PyEMD
PyEMD copied to clipboard
Cython support
Improving performance by migrating some of the code to Cython.
Maybe it's much easier (and even faster performance) by implementing Numba in the code. @laszukdawid @nescirem See: https://numba.pydata.org/numba-doc/latest/user/5minguide.html https://stackoverflow.com/questions/53170786/why-is-cython-so-much-slower-than-numba-when-iterating-over-numpy-arrays https://jakevdp.github.io/blog/2013/06/15/numba-vs-cython-take-2/
Hey everyone, Happy 4.5 years later!
Just wanted to mention that PyEMD 1.4.0 introduced JitEMD
(https://github.com/laszukdawid/PyEMD/pull/133). If there's interest in it then I'd likely do a bit more work on it.
I've been postponing work on it since I've tried Numba a few years back and it was extremely limited. Then life came in and PyEMD was significantly lower on priority. A few months ago there was a new wave of interest (tickets) so thought that it might be nice to do some extra work. Numba is now much better but JIT isn't still the best option here. It takes quite a long time to compile everything and most of the code was already using low level Numpy methods, i.e. written in C. But I realised that may of you use EMD in notebooks - import once and then reuse, in which case 20 s of compiling once and then saving 1 second on each usage might be beneficial.
I'd be curious to hear whether this helps.
I am new to PyEMD. Just a few weeks ago I googled on internet and tried to find the best "EMD" algorithm and see if I can do something with it in the future.

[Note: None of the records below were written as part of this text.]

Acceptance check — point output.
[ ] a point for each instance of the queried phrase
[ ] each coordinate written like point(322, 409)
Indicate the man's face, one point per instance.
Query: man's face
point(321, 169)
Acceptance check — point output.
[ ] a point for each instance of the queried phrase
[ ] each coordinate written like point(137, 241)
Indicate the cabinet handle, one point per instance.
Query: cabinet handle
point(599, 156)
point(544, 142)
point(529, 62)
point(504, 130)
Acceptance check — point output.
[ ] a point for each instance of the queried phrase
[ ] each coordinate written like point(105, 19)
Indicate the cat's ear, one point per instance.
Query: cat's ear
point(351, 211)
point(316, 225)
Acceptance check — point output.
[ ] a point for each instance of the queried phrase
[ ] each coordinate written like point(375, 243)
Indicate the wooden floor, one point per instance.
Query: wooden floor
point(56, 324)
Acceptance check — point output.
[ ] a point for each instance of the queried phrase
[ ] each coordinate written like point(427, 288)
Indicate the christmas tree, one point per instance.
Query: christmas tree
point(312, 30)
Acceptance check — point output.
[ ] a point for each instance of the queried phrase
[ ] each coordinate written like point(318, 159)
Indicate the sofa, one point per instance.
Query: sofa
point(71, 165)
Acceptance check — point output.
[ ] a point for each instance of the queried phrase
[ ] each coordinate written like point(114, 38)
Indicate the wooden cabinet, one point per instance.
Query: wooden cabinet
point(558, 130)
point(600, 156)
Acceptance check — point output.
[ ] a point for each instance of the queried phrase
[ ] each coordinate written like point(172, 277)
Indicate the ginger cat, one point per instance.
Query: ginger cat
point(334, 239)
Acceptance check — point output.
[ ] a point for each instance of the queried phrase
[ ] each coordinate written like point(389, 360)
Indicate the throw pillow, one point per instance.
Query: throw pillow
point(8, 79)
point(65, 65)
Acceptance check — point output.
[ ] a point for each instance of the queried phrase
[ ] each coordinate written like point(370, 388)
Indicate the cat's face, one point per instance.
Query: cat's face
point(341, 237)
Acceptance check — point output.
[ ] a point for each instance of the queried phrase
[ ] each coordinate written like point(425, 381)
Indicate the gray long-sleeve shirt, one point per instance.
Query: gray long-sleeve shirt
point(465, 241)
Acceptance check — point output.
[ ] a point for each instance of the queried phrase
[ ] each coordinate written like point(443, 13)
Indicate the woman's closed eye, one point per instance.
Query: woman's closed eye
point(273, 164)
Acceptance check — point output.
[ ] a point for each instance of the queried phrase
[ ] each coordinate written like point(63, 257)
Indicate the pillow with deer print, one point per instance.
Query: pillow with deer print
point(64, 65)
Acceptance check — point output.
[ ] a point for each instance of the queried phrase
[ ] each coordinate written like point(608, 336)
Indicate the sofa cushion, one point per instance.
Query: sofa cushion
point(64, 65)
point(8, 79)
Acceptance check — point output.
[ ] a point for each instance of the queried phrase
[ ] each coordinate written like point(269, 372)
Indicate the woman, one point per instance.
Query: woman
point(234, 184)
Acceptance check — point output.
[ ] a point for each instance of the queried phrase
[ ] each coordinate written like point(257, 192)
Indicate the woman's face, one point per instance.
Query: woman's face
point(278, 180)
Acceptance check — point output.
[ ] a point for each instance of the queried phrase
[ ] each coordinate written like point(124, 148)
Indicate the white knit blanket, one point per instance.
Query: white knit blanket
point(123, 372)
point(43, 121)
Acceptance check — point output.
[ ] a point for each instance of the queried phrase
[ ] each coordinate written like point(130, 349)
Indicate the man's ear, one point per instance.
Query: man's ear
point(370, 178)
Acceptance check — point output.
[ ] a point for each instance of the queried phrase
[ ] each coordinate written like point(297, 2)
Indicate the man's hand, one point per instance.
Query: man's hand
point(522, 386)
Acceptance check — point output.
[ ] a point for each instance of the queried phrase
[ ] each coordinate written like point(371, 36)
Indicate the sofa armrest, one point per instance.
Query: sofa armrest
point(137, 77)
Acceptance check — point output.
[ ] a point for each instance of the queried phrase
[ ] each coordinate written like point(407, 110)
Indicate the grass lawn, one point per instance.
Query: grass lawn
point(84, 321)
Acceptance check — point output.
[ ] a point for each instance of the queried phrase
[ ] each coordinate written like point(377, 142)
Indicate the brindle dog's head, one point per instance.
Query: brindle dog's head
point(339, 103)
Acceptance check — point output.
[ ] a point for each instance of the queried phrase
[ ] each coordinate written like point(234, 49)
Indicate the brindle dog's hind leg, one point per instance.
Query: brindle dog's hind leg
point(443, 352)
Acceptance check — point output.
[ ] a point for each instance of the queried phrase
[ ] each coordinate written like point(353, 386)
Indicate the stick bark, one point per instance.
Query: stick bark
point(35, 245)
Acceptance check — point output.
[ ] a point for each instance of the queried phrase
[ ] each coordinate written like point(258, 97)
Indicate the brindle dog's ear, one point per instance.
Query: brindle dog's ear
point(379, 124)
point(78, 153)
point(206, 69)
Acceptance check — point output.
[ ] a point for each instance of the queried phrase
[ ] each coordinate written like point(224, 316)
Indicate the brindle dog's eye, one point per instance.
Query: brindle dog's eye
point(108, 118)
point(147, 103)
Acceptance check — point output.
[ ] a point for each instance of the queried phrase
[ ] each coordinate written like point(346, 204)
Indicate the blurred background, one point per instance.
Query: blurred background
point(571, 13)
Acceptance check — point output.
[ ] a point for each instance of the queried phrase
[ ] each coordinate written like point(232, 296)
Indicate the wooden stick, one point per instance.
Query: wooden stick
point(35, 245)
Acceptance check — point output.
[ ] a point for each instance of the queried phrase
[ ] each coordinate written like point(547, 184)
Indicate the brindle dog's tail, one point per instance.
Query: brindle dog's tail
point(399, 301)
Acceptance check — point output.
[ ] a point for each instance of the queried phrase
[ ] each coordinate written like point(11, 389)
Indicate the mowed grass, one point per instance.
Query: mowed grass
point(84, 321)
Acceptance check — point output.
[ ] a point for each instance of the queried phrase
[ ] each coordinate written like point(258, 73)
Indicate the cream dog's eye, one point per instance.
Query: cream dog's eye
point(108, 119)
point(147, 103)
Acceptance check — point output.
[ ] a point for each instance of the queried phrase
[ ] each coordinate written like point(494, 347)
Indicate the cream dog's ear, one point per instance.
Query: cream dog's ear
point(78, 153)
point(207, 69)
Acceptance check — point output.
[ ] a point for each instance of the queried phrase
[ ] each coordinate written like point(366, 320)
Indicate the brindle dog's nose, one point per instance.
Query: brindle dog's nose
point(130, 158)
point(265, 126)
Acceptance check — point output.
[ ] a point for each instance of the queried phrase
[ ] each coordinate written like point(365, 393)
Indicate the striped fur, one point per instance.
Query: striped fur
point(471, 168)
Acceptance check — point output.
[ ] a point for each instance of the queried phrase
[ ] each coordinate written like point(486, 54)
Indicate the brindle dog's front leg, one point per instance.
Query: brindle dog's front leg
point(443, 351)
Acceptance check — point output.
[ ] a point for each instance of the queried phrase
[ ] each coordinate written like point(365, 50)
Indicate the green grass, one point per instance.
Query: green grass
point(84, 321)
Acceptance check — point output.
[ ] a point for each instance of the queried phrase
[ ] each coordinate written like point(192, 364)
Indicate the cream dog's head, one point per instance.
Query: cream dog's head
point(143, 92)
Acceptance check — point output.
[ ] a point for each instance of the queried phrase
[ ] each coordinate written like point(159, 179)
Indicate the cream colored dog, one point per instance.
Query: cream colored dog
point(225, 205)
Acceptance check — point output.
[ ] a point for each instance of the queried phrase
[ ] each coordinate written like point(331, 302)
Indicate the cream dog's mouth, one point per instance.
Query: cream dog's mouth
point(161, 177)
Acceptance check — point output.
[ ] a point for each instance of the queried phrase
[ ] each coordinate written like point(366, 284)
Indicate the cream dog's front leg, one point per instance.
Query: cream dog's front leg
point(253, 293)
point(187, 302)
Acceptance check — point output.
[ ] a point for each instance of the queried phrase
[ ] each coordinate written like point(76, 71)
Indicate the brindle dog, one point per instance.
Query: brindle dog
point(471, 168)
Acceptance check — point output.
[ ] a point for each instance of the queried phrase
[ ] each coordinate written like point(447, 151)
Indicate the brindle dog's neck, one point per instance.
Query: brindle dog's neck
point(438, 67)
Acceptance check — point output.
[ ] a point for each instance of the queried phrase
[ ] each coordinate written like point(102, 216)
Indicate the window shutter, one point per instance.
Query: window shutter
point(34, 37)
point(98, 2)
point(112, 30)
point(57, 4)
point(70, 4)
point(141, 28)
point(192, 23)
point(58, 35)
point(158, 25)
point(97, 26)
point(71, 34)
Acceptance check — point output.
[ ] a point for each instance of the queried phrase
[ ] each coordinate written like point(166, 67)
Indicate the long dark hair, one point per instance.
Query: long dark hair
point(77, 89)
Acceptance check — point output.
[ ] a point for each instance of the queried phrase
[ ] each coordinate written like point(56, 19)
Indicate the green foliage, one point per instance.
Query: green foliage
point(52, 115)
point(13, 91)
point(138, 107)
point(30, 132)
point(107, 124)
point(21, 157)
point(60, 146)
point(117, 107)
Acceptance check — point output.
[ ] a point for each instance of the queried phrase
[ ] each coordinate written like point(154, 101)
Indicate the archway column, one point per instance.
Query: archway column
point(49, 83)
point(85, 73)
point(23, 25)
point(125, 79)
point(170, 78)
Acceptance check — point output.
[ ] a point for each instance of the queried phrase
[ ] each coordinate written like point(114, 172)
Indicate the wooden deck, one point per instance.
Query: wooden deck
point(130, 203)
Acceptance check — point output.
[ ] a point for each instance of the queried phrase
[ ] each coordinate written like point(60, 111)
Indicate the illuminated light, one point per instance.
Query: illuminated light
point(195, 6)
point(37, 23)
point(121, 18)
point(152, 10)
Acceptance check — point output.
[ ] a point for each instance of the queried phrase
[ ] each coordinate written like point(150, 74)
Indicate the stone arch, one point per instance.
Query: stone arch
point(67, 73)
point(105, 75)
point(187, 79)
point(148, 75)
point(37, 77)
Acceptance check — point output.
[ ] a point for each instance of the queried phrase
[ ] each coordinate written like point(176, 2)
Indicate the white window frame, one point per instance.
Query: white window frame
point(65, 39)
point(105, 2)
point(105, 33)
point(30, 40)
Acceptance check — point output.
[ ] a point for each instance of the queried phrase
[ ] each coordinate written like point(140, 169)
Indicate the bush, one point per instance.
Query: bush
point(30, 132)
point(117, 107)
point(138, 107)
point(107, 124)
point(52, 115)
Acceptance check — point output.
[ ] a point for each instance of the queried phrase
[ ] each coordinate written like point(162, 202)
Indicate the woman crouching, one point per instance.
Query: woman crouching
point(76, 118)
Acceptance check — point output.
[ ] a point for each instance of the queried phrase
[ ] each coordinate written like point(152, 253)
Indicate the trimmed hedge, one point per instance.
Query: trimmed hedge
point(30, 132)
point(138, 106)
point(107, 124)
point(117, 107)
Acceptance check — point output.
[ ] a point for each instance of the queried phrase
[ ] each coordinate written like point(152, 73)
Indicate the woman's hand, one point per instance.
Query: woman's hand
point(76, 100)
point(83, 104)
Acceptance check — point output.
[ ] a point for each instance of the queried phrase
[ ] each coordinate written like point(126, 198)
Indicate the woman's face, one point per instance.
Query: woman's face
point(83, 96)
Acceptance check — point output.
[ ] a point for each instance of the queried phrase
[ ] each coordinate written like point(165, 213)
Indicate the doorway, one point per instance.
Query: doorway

After digging into a bit depth, I found this package is the most advanced one since it includes several different implementation, EMD, EEMD and CEEMDAN. I personally is more interested in CEEMDAN (however, I don't know much in deep theory and just get an impression that it is one of the best as of today). I tried it with a few tests and the only major issue for me is the speed. The following is the testing code:
import time
import numpy as np
import multiprocessing as mp
from PyEMD import CEEMDAN
def EMDecomp(iy, ix, ia):
return ceemdan(gather[iy, ix, ia], t, max_imf=3)
if __name__ == "__main__":
dat_file = "aaa.npy"
gather = np.load(dat_file)
print(f"{gather.shape = }") # gather.shape = (9, 9, 8, 151)
print(f"{gather.dtype = }") # gather.dtype = dtype('float32')
ny, nx, na, nt = gather.shape
t0 = 0.0
dt = 0.004
t = np.linspace(t0, t0 + (nt - 1) * dt, num=nt, dtype=np.float32)
t1 = time.time()
ceemdan = CEEMDAN(DTYPE=np.float32, extrema_detection="parabol", trials=20)
nproc = 16
pool = mp.Pool(processes=nproc)
for iy in range(ny):
itrmap = [(iy, ix, ia) for ix in range(nx) for ia in range(na)]
signal = np.array(pool.starmap(EMDecomp, itrmap), dtype=np.float32)
t2 = time.time()
print(f"\ntotal time: {t2 - t1:.2f} sec\n")
it takes about 40 seconds. I think it would be ideal if the time can be reduced by a factor of 100, because in my real cases, (nx * ny) is about 1000000; na is between 4 and 8, and "nt" is a bit longer, around 500. However, this may be difficult if using python.
Thanks again for your time and work.
It's been 5 years since the idea came about. I'm unlikely going to do it. I've added JIT support which should help in worst cases. I'm playing around with Jax so if it fits I might update it as well. However, Cython is unlikely to happen so I'm closing this ticket.